Jakarta, EKOIN – Wakil Ketua MPR RI Eddy Soeparno bilang iklim investasi di Indonesia bisa terganggu jika masalah premanisme dan gangguan organisasi masyarakat terhadap agen pemegang merek (APM) tidak dihilangkan. Baru-baru ini, dia mendapat laporan pabrik BYD mengalami masalah tersebut.
Eddy Soeparno mengetahui hal ini saat memenuhi undangan Pemerintah China dalam rangkaian kunjungan di Shenzhen, China. Dilansir detik.com .
“Sempat ada permasalahan terkait premanisme, ormas yang mengganggu pembangunan sarana produksi BYD. Saya kira itu harus tegas. Pemerintah perlu tegas untuk kemudian menangani permasalahan ini,” kata Eddy dalam akun instagramnya dikutip Minggu (20/4/2025).
Diketahui, saat ini BYD tengah membangun plant atau pabrik produksi di Indonesia yang berlokasi di Subang, Jawa Barat. Eddy tidak mengungkapkan nama ormas yang mengganggu pembangunan pabrik BYD tersebut.
“Jangan sampai kemudian investor datang ke Indonesia dan merasa kemudian tidak mendapatkan jaminan kemanan, jaminan keamanan itu adalah hal yang paling mendasar bagi investasi untuk masuk ke Indonesia,” tambah dia.
Pengamat otomotif dari Akademisi Institut Teknologi Bandung (ITB) Yannes Pasaribu menjelaskan lingkungan usaha yang tidak kondusif karena gangguan preman dan ormas membuat investor ragu untuk menanamkan modal. Hal ini bisa merugikan dalam jangka panjang, kehilangan peluang kerja dan pendapatan daerah.
“Reputasi Indonesia sebagai lokasi yang ramah investasi dan yang menjanjikan juga tampaknya terancam, terutama dalam sektor strategis seperti memperkuat posisi Indonesia dalam rantai pasok global industri EV dunia,” ujar Yannes kepada detikOto, Senin (21/4/2025).
Dalam keterangan yang disampaikan Badan dan Koordinasi Penanaman Modal (BKPM), pabrik BYD di Indonesia ini akan menjadi pabrik otomotif terbesar di ASEAN. Saat ini, luas lahan pabrik BYD adalah 108 hektare (Ha) dan telah memutuskan pengembangan serta penambahan baru menjadi 126 Ha.
Rencananya BYD Indonesia akan menambah kapasitas produksi dari yang awalnya 150.000 unit per tahun.
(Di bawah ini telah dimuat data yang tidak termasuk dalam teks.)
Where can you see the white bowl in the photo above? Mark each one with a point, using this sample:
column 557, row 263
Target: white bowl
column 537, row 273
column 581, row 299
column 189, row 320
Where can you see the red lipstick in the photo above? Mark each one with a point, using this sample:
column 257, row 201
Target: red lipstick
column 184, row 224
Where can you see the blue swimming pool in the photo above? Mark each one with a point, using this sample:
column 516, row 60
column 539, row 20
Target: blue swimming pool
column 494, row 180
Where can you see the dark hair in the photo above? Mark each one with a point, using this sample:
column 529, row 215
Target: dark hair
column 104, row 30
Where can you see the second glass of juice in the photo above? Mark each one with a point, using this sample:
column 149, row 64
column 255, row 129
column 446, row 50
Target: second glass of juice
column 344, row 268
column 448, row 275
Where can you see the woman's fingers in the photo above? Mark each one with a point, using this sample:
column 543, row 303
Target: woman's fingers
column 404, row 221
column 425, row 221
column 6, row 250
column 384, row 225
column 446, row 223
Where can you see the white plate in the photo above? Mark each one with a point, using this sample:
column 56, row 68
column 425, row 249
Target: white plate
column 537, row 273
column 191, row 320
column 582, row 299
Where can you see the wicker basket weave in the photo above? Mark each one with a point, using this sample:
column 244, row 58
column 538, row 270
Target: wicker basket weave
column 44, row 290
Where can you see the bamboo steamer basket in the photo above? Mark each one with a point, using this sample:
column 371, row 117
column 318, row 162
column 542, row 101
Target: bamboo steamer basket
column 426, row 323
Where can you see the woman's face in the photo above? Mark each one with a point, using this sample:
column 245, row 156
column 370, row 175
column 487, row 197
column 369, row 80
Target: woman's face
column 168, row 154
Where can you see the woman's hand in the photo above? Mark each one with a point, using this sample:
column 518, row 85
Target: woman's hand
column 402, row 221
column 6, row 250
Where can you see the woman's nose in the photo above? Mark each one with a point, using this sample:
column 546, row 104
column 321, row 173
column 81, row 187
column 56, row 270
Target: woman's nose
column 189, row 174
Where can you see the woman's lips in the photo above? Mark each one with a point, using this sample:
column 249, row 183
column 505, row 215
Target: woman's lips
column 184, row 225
Kemudian terbuka untuk pengembangan fasilitas baterai dan kendaraan jenis Plug In Hybrid Electric Vehicle (PHEV) premium di awal tahun depan.
Disebutkan penambahan kapasitas produksi ini rencananya akan menambah total tenaga kerja dari sebelumnya 8.700 orang menjadi 18.814 orang. Pembangunan pabrik ini ditargetkan akan memulai produksi komersialnya pada awal 2026.